全 情 報

ID番号 01943
事件名 損害賠償請求事件
いわゆる事件名 日本赤十字社事件
争点
事案概要  刑事事件に関し起訴されたことを理由に就業規則に従い起訴休職処分に付された病院職員が、右処分は無給とされている点で過酷にすぎ、また不当労働行為にあたり無効である等として休職処分期間中の未払賃金に相当する額の損害賠償を求めた事例。(請求棄却)
参照法条 民法536条2項
労働基準法26条,89条1項9号
体系項目 賃金(民事) / 賃金請求権の発生 / 休職処分・自宅待機と賃金請求権
休職 / 起訴休職 / 休職制度の効力
裁判年月日 1969年6月26日
裁判所名 東京地
裁判形式 判決
事件番号 昭和39年 (ワ) 6113 
裁判結果
出典 労働民例集20巻3号601頁/時報585号84頁/タイムズ238号266頁
審級関係
評釈論文 香川孝三・ジュリスト464号136頁
判決理由 〔賃金―賃金請求権の発生―休職処分・自宅待機と賃金請求権〕
 労務給付の不履行ないし不能があっても、それが民法第五三六条第二項または労働基準法第二六条にいう債権者または使用者の責に帰すべき理由によるとき、労働者はそれにも拘らず賃金請求権を失うことがないのであるが、労働者に対する犯罪の嫌疑の客観化による職務遂行上の支障が根拠となっている起訴休職による労務給付の不履行ないし不能は、右使用者の責に帰すべき事由によるものとはいいえず、労働者の賃金請求権は当然には発生しないというべきである。

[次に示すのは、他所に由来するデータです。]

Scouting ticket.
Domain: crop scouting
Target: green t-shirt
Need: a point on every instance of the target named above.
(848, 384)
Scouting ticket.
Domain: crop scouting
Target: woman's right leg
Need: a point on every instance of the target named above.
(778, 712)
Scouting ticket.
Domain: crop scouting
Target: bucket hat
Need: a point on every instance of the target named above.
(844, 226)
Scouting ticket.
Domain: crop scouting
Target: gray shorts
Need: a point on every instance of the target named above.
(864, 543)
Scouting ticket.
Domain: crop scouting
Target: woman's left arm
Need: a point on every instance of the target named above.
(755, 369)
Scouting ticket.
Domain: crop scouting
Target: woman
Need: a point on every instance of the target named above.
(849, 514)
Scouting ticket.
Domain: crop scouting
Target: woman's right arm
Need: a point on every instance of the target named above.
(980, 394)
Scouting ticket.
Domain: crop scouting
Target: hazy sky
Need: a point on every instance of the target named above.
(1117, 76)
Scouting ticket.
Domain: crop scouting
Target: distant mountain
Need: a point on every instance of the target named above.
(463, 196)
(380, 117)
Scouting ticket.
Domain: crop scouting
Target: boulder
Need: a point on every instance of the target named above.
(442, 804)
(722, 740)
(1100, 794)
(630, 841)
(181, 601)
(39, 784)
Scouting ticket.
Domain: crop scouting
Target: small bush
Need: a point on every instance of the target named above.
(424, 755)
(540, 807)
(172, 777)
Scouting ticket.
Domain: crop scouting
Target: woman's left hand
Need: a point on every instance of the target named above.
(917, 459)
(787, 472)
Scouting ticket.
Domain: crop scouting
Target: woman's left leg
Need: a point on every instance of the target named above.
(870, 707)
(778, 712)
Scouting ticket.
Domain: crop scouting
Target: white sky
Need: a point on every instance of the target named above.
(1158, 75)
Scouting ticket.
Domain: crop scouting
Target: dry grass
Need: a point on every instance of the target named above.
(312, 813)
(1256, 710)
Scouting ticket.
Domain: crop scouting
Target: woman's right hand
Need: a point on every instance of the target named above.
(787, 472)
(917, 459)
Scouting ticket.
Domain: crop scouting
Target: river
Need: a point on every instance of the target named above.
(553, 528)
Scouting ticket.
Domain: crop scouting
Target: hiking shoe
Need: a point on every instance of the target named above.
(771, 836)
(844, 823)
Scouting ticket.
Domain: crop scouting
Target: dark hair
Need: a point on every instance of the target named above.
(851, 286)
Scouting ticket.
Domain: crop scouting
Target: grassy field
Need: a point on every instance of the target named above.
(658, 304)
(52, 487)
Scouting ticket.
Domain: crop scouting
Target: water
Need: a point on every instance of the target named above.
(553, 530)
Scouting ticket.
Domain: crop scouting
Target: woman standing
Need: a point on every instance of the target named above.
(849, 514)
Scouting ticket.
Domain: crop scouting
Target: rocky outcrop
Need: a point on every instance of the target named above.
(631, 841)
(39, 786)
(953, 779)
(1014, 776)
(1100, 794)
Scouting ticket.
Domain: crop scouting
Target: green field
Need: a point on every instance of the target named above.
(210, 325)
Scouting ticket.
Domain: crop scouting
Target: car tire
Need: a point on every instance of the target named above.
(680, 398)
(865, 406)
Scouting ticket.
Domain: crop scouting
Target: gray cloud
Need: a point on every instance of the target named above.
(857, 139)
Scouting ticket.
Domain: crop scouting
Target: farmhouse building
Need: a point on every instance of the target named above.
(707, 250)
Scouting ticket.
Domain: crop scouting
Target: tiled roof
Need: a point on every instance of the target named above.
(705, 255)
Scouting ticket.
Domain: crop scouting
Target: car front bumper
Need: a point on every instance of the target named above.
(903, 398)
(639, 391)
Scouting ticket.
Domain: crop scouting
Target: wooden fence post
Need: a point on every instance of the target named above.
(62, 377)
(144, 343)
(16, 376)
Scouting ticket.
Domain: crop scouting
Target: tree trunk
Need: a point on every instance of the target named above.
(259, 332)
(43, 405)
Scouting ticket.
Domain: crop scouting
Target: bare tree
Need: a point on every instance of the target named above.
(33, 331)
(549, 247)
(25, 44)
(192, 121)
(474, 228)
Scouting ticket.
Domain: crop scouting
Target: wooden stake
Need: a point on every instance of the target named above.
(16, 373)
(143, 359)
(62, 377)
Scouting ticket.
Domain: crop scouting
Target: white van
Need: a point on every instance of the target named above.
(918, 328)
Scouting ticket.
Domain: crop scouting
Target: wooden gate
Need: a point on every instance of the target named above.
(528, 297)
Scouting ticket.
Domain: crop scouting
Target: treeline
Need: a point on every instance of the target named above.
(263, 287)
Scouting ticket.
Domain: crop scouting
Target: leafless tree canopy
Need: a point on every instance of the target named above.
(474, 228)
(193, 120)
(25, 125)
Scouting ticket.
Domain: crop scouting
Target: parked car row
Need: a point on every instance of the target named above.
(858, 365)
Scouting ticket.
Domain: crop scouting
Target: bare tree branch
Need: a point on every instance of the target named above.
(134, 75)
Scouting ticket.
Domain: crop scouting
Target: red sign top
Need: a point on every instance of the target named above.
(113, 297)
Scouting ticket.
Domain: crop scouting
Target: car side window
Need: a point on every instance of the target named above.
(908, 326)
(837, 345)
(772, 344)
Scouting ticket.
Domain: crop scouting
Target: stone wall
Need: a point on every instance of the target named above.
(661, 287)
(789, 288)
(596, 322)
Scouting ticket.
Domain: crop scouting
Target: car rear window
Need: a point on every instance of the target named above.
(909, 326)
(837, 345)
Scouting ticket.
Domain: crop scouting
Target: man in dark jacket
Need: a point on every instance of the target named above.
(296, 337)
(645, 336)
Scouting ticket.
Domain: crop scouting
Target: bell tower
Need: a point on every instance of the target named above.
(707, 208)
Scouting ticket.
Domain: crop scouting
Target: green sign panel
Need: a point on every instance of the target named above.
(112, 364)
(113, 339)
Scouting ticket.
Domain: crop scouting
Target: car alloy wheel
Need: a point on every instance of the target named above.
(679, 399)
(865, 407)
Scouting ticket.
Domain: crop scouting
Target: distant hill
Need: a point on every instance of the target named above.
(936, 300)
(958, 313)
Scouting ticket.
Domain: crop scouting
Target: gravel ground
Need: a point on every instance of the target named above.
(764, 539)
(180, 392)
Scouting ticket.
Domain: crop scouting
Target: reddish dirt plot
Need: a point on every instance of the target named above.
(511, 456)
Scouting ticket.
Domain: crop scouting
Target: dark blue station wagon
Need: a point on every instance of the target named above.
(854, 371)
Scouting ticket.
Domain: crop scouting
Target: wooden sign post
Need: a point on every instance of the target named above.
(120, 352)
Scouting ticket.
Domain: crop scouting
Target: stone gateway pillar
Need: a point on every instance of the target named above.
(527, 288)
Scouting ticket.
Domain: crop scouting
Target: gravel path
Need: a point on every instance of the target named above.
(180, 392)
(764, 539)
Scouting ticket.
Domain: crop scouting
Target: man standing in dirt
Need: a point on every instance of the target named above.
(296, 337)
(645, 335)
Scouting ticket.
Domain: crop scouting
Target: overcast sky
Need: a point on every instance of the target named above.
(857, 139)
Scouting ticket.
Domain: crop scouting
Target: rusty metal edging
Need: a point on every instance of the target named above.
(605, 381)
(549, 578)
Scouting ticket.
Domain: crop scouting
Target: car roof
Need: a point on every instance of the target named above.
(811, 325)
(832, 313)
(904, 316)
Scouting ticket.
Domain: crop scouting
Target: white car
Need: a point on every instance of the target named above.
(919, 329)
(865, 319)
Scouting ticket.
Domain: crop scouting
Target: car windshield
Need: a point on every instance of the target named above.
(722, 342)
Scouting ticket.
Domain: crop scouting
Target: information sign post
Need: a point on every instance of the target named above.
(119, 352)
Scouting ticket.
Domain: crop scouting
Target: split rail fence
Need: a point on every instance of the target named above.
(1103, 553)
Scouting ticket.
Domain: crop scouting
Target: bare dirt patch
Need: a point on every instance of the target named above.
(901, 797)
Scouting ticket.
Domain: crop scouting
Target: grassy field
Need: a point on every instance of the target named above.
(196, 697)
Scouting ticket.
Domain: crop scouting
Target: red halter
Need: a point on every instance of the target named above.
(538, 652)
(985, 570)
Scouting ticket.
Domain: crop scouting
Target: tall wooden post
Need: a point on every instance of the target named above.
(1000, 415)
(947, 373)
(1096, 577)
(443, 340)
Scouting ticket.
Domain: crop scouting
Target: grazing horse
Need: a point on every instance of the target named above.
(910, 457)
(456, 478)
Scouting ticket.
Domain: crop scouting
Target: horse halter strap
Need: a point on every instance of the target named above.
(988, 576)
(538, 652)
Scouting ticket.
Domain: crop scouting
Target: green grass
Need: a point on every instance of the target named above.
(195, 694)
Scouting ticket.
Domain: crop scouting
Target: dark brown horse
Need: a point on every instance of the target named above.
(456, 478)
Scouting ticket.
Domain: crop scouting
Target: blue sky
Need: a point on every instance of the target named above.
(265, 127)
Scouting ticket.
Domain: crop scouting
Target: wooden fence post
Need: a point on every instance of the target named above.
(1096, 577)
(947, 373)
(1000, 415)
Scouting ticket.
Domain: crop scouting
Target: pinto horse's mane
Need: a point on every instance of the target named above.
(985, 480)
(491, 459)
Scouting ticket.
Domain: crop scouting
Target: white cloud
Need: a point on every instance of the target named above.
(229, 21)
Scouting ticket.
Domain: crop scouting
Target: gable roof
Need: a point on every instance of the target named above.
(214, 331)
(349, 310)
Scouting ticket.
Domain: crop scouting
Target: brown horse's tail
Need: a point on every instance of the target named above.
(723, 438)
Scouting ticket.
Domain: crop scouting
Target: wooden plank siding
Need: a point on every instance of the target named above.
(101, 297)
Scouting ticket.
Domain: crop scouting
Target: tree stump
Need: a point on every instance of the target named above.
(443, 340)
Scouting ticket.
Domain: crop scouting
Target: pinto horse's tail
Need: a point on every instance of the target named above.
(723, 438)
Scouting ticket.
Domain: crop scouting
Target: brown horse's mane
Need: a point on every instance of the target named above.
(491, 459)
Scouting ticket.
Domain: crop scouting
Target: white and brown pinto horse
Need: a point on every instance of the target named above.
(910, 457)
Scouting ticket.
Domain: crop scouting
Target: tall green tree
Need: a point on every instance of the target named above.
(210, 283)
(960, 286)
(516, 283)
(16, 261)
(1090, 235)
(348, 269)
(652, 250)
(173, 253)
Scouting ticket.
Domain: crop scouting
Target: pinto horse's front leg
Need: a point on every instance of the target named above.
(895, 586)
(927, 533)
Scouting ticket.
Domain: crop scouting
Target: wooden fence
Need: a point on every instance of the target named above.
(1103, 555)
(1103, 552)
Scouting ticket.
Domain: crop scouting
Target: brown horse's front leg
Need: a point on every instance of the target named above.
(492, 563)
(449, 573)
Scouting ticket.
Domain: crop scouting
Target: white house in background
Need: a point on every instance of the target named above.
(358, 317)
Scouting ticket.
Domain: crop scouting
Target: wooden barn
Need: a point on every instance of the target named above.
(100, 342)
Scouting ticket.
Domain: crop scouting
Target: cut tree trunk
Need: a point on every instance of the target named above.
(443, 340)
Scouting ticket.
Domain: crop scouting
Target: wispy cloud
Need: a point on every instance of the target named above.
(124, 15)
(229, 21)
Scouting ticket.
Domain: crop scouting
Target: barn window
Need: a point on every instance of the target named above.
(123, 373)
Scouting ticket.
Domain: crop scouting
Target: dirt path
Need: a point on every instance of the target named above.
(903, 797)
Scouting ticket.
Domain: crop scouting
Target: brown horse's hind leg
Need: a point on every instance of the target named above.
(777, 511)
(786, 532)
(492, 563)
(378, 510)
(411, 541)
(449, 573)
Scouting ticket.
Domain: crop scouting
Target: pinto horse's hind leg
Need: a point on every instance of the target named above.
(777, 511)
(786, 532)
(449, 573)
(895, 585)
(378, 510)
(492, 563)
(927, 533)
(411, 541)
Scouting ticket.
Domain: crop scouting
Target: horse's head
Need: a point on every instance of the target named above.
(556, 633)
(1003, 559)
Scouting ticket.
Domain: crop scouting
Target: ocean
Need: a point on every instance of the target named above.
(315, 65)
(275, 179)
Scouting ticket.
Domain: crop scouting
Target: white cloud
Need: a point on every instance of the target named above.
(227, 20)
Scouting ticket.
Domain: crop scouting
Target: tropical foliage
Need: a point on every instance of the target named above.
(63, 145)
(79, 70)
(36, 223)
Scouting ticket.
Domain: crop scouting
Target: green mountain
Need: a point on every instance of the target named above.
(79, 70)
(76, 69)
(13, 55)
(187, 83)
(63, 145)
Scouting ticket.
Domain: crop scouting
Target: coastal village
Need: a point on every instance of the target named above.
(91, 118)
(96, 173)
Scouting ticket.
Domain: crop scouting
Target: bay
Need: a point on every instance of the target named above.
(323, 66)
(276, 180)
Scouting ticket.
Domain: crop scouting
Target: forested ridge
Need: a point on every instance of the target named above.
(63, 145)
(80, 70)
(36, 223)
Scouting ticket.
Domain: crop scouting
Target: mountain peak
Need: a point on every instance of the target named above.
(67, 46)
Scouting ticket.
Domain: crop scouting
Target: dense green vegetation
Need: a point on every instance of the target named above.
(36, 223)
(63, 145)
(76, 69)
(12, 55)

 したがって、前記就業規則第五四条但書の規定は右当然のことを定めたものということができ、労働基準法第二六条に違反するものでない以上、同法第一条、第二条により無効となることはない。
 〔休職―起訴休職―休職制度の効力〕
 人が刑事事件に関し起訴された場合、犯罪の嫌疑が客観化されたものとして、それなりの社会的評価を受けることは避けられない実情にあり、病院職員が公訴の提起を受け乍ら、職員として勤務を続ければ、当該職員の職務および公訴事実の内容如何によっては職場秩序が乱され、または病院ないし被告の社会的信用が害され、職務遂行上支障をきたすことのあるは否定できず、また、公判審理が開始されれば、刑事被告人として原則的に公判期日に出頭する義務を負い、場合によれば勾留された状態で公判審理を受けることもあり、この点からも職務遂行が阻害されることのあるのは免がれない。
 病院職員が公訴の提起を受けたとき、その者の身分を保有させたまま、職務に従事することを拒絶する措置である休職とすることができる旨の前記就業規則第五二条第五号が設けられたのは、そのようなところから考えられ、決して不合理な規定であるとはいいえない。
 ところで、原告は前示のように主事補として、病院の調度課に勤務し、備品消耗品を取扱っていたものであることが原告本人の供述より認められるが、同供述によれば、原告は勾留のまま起訴され、昭和三六年六月八日釈放されたものであることが認められる。そして、起訴にかかる三箇の犯罪事実の法定刑も決して軽いとはいえず、職場内の行為で労使関係、経営秩序に関連を有し、内容的にみても事案軽微とはいい難い点よりすれば、その発生については病院側にも責任がある紛争の一局面が訴追の対象であり、病院においては起訴休職者を無給扱いと定めていること前示のとおりであることを考慮しても、いまだ本件休職処分を目して前示起訴休職制度の目的を逸脱したものあるいは権利の濫用とまではいうことができない。